We might also get the Group Chat client installed as well.

In addition, any users out there (who knows who they are?) that have multiple endpoints MUST be upgraded to R2 at the same time. Otherwise, the Communicator client freaks and basically breaks if an R1 client and an R2 client for the same user attempt to sign in. This is really going to help me find all those users with the COMO client manually installed years ago when we went to R1.

XMPP Gateway to Hell?

TLS Handshake errors your enemy? You are not alone.

I’ve tried both public and internal certs.
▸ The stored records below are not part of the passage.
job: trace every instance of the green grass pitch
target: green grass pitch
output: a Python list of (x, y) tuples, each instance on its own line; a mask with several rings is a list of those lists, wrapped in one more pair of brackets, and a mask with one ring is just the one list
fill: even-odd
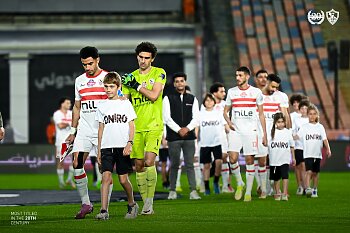
[[(79, 204), (0, 207), (0, 232), (350, 232), (349, 178), (350, 173), (321, 172), (319, 198), (308, 199), (295, 195), (291, 173), (288, 202), (271, 197), (259, 200), (253, 193), (252, 202), (245, 203), (235, 201), (232, 194), (201, 195), (202, 200), (189, 200), (187, 179), (182, 175), (182, 198), (156, 201), (153, 216), (125, 220), (125, 202), (111, 204), (108, 221), (94, 219), (99, 203), (83, 220), (74, 219)], [(130, 179), (137, 191), (135, 176)], [(117, 179), (114, 181), (114, 189), (121, 190)], [(0, 189), (56, 189), (57, 177), (1, 174), (0, 184)], [(163, 191), (160, 177), (157, 191)], [(36, 220), (29, 225), (11, 225), (12, 211), (36, 212)]]

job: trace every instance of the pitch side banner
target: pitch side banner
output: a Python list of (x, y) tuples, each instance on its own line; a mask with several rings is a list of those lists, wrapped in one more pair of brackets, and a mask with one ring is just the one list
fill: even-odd
[[(53, 145), (0, 144), (0, 173), (54, 173), (55, 150)], [(64, 160), (66, 170), (71, 162), (70, 157)], [(89, 158), (85, 169), (92, 169)]]
[[(134, 54), (101, 54), (100, 67), (120, 74), (138, 68)], [(182, 54), (158, 54), (153, 64), (167, 74), (183, 71)], [(32, 55), (29, 62), (30, 143), (46, 143), (46, 126), (58, 109), (58, 101), (68, 96), (74, 101), (75, 78), (84, 72), (79, 55)]]
[[(350, 142), (330, 141), (332, 157), (323, 159), (322, 171), (344, 172), (350, 171)], [(325, 158), (325, 155), (323, 156)], [(244, 165), (244, 158), (240, 156), (240, 164)], [(70, 158), (64, 160), (68, 169)], [(91, 169), (88, 160), (85, 169)], [(242, 166), (242, 172), (244, 166)], [(7, 145), (0, 144), (0, 173), (55, 173), (55, 146), (53, 145)]]

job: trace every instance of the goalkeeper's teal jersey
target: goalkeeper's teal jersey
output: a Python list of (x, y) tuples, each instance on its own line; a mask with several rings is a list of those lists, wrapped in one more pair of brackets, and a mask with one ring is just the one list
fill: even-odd
[[(164, 69), (151, 67), (147, 74), (140, 74), (139, 70), (132, 72), (136, 81), (148, 90), (152, 90), (154, 83), (166, 83), (166, 73)], [(123, 93), (131, 96), (131, 102), (135, 109), (137, 118), (135, 119), (136, 132), (163, 130), (163, 91), (154, 102), (133, 88), (123, 86)]]

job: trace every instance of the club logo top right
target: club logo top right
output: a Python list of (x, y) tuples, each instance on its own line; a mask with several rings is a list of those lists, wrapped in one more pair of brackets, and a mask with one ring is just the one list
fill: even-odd
[(312, 25), (320, 25), (325, 20), (325, 16), (328, 22), (334, 25), (338, 21), (340, 13), (339, 11), (332, 9), (332, 10), (326, 11), (326, 15), (325, 15), (324, 11), (322, 10), (320, 10), (319, 12), (315, 10), (310, 10), (307, 13), (307, 20)]

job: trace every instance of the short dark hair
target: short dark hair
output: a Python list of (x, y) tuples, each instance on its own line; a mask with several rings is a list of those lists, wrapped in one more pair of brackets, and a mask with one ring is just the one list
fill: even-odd
[(244, 72), (244, 73), (248, 74), (249, 76), (251, 75), (250, 69), (246, 66), (241, 66), (236, 71)]
[(187, 74), (185, 74), (184, 72), (176, 72), (173, 74), (173, 82), (175, 82), (175, 78), (178, 77), (184, 77), (185, 81), (187, 81)]
[(220, 82), (216, 82), (213, 85), (211, 85), (209, 91), (210, 91), (210, 93), (213, 94), (215, 92), (218, 92), (220, 87), (225, 87), (225, 86), (224, 86), (224, 84), (222, 84)]
[(66, 101), (66, 100), (71, 101), (70, 98), (69, 98), (68, 96), (63, 96), (62, 98), (60, 98), (59, 101), (58, 101), (58, 108), (61, 108), (61, 105), (62, 105), (62, 104), (64, 103), (64, 101)]
[(293, 105), (293, 103), (296, 101), (298, 103), (300, 103), (303, 99), (308, 100), (309, 98), (301, 93), (294, 93), (293, 95), (291, 95), (291, 97), (289, 98), (289, 103), (291, 105)]
[(108, 72), (108, 74), (106, 74), (106, 76), (103, 79), (103, 83), (104, 84), (112, 84), (113, 83), (113, 84), (117, 85), (117, 87), (120, 87), (120, 85), (121, 85), (120, 75), (115, 71)]
[(207, 93), (207, 94), (205, 94), (205, 96), (204, 96), (204, 98), (203, 98), (203, 102), (202, 102), (202, 104), (203, 104), (204, 107), (207, 107), (207, 106), (205, 106), (205, 101), (206, 101), (208, 98), (209, 98), (209, 99), (212, 99), (212, 100), (214, 101), (214, 103), (215, 103), (215, 97), (214, 97), (214, 95), (213, 95), (212, 93)]
[(255, 74), (255, 77), (258, 77), (259, 74), (264, 74), (264, 73), (269, 74), (269, 73), (268, 73), (266, 70), (264, 70), (264, 69), (258, 70), (258, 72), (256, 72), (256, 74)]
[(98, 50), (95, 47), (86, 46), (80, 50), (80, 58), (86, 59), (88, 57), (92, 57), (96, 59), (99, 57)]
[(186, 86), (185, 86), (185, 90), (191, 92), (191, 87), (188, 86), (188, 85), (186, 85)]
[(301, 107), (303, 107), (303, 106), (309, 107), (310, 106), (310, 101), (306, 100), (306, 99), (302, 99), (299, 102), (299, 109), (301, 109)]
[(136, 55), (139, 55), (141, 52), (151, 53), (152, 58), (155, 58), (157, 56), (157, 47), (151, 42), (141, 42), (141, 44), (136, 47), (135, 52)]
[(270, 82), (276, 82), (278, 84), (281, 83), (280, 77), (278, 77), (276, 74), (269, 74), (267, 75), (267, 80)]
I have a ticket open with MS - going on two weeks, and I'm on my fourth engineer, now at the senior level. I've requested certs from command line, IIS, OCS front end wizard, imported them in etc without success. The Edge server and XMPP server can telnet to each other over port 5061, I can telnet externally to my FQDN of the XMPP gateway over 5269. It looks perfect - yet won't work. If I receive a fix from the latest engineer I will post here. The only thing I haven't tried is to rebuild on Server 2003 instead of 2008 because I do not want to go backwards. If you inadvertently or for testing assign a certificate to the XMPP configuration and want to remove it, you need to uninstall XMPP and reinstall.